Our love affair with Greece and the Greek Islands in particular started with our honeymoon in 1998 on the island of Skiathos.

Because Jan was still teaching at the time we had no option but to go during the school holidays.

Friends had warned us that the island would be really crowded but we decided to go ahead anyway and rented a tiny chalet in the hill overlooking Koukinaries, about 12 kilometers from the main town of Skiathos and within walking distance of the world famous naturist Banana beach.  

Agistros beach Skiathos

However, Banana beach would have been the easy option and as we have always enjoyed exploring to find the more secluded naturist beaches we decided to hire bicycles.

This helped with our search and also gave us the label 'the mad English couple' by people who had driven past us in their 4x4. But because of the bikes we were able to cover most of the island and discovered several wonderful beaches and also the ancient monastery of Evangelistra. 

Rog cycling to beach on Skiathos

One day we met with friends and hired a little speedboat exploring some of the coastline, visiting Lalaria beach which can be reached only by boat.

We also had barbequed sprats at the 'cafe' on Tsougria Island.

These experiences combined with a couple of lovely meals in Skiathos town made it a great honeymoon and left us with fond memories of Greece.

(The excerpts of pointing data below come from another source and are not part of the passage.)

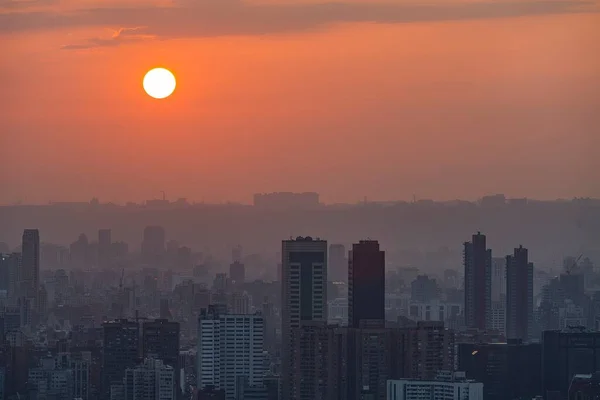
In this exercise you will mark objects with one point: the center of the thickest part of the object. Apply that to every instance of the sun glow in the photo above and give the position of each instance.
(159, 83)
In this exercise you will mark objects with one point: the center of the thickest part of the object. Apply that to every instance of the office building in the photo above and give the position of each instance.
(153, 246)
(567, 353)
(237, 273)
(478, 283)
(104, 248)
(160, 340)
(585, 386)
(230, 346)
(507, 370)
(317, 358)
(120, 352)
(30, 264)
(519, 295)
(366, 284)
(304, 295)
(456, 387)
(337, 263)
(429, 349)
(152, 380)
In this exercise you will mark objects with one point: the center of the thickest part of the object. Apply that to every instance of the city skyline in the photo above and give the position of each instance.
(516, 99)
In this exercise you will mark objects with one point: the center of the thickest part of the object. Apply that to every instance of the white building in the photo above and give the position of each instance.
(434, 310)
(453, 386)
(499, 315)
(230, 346)
(151, 380)
(338, 311)
(304, 295)
(571, 315)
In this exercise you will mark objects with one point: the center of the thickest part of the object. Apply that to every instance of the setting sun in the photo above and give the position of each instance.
(159, 83)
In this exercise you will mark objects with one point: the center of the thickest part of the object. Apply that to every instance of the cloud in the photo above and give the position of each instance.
(208, 18)
(120, 36)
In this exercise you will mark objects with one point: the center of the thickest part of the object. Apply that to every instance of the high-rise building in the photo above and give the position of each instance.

Tsougria Island off Skiathos

This holiday certainly whetted our appetite for more of Greece but our next excursion a couple of years later was of a different nature.

We decided to go island hopping in the Cyclades group of Greek islands with the idea of camping during our three week trip. We flew to Athens and caught a ferry from Piraeus to the first of our stops, Naxos.

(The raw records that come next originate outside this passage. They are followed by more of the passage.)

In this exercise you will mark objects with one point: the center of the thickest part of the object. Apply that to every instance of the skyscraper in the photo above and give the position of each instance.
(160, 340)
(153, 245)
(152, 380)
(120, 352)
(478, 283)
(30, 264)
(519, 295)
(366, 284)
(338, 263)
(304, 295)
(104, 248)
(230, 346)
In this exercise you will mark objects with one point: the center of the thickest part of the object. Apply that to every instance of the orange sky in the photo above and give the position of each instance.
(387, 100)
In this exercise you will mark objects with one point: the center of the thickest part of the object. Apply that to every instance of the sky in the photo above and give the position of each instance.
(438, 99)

As our friends know we will occasionally make plans but change them if a better idea turns up. This was certainly the case the moment we stepped ashore at Naxos and were surrounded by people offering apartments and rooms at ridiculously low prices.

The outcome was that I spent the next three weeks carting a tent around the Cyclades without putting it up once.

Jan cycling on Naxos

Greece is not necessarily renowned for it's naturist beaches but they are certainly nudist tolerant and it appears that on most islands it is possible to find a beach or beaches where naturism is totally acceptable.

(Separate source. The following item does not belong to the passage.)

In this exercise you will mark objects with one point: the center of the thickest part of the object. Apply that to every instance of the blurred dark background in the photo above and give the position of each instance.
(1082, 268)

For that reason and because of the size of Naxos we hired bicycles and we were not disappointed with our efforts, our favourite probably being Agios Prokopios where we felt very comfortable sunbathing naked.

Jan drinking a beer on Koufonisia

Our next stop was Koufonisia again staying in an apartment in the main little port of Koufonisi. This time we explored on foot eventually finding Pori which was our favourite beach.

We walked across the island to get there the first time but it is well worth walking the coastline and seeing the amazing inlets and caves. You will also come across Platia Punta, the main naturist beach.

The more we saw of Greece the more we loved it.

On the way to our next island, Donoussa, the ferry stopped at Amorgos just to drop one person off, and made the most amazing 'three point turn' to get out of the inlet.

We had mixed feelings about our stay on Donoussa. We found one of our favourite naturist beaches of the trip but had several, totally unrelated and non naturist, bad experiences (I think that makes sense) to put us off returning. Read about these on our Donoussa page.

Jan on Monastaria beach, Antiparos

Our final stop off was on Antiparos where we stayed for a week. It can be reached from Paros by a ten minute ferry crossing from Pounta which is reached by bus from the main port, Parikia.

Antiparos boasts one of the few official naturist beaches in Greece but we were determined to find more remote beaches and, in order to do so, this time we rented a moped which, considering I'd never ridden one, was a remarkably easy thing to do.

We were then able to explore the length and breadth of the island, in doing so coming across the amazing stalactite cave, a must for anyone visiting the island.

During this last week we found one of our favourite beaches, Monastiria, some wonderful little restaurants in Kastro, the main village, and an island of Greece to which we would certainly want to return.